収穫した実をそのまま口に入れると、思っていたほど甘くない。香りも弱く、なんだか水っぽい。「生のラズベリーってこんなものなのか?」と首をかしげながら、数日同じタイミングで収穫を続けた。でもどれも似たような味で、正直がっかりだった。そんな中、収穫し忘れて地面に落ちていた実から、異様なほど甘くて芳醇な香りが立ち上ってきた。「え、なにこれ…別物?」と驚いた。
その瞬間、頭の中が混乱した。「自分はずっと早取りしていたのか?」「でもポロっと取れたのに?」と、判断基準が一気に揺らいだ。暑さで発酵しただけなのか、たまたま出来のいい実だったのか分からず、不安ばかりが増えた。「せっかく育てたのに…」と悔しい気持ちが強かった。
後から振り返ると、初収穫の年で株自体がまだ充実していなかったことを完全に忘れていた。黒くなって外れやすい=最高の食べ頃、という単純な思い込みがあった。当時は天候や株の年数で味が大きく変わるなんて想像もしていなかったし、「初年度から本気の味が出る」と無意識に期待していたのが失敗だった。

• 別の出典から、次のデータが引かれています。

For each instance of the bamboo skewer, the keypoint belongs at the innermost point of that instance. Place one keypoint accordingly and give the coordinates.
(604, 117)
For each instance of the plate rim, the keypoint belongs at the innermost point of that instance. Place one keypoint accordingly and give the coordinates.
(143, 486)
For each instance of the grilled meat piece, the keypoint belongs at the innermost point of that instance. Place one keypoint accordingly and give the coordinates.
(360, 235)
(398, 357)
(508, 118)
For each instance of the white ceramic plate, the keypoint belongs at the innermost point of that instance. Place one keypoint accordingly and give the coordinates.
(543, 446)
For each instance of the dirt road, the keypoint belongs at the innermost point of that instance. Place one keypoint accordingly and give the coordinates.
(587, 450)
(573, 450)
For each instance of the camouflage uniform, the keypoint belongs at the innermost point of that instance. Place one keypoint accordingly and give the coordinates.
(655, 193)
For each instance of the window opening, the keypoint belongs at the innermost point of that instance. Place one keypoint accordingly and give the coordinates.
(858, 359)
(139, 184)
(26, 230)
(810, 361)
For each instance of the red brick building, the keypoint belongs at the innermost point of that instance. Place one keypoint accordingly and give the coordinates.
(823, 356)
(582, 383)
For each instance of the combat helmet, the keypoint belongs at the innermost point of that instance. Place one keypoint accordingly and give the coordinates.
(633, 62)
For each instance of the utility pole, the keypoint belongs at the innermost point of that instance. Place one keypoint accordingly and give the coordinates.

今思えば、味の評価を急ぎすぎた。見た目や触感だけで判断せず、株の状態や年数を含めて受け止めるべきだったと思う。「今年はこんな感じなんだ」と割り切る余裕があれば、あんなに落ち込まずに済んだはずだ。甘さが出ない=自分の管理ミス、と決めつけてしまったのも反省点だった。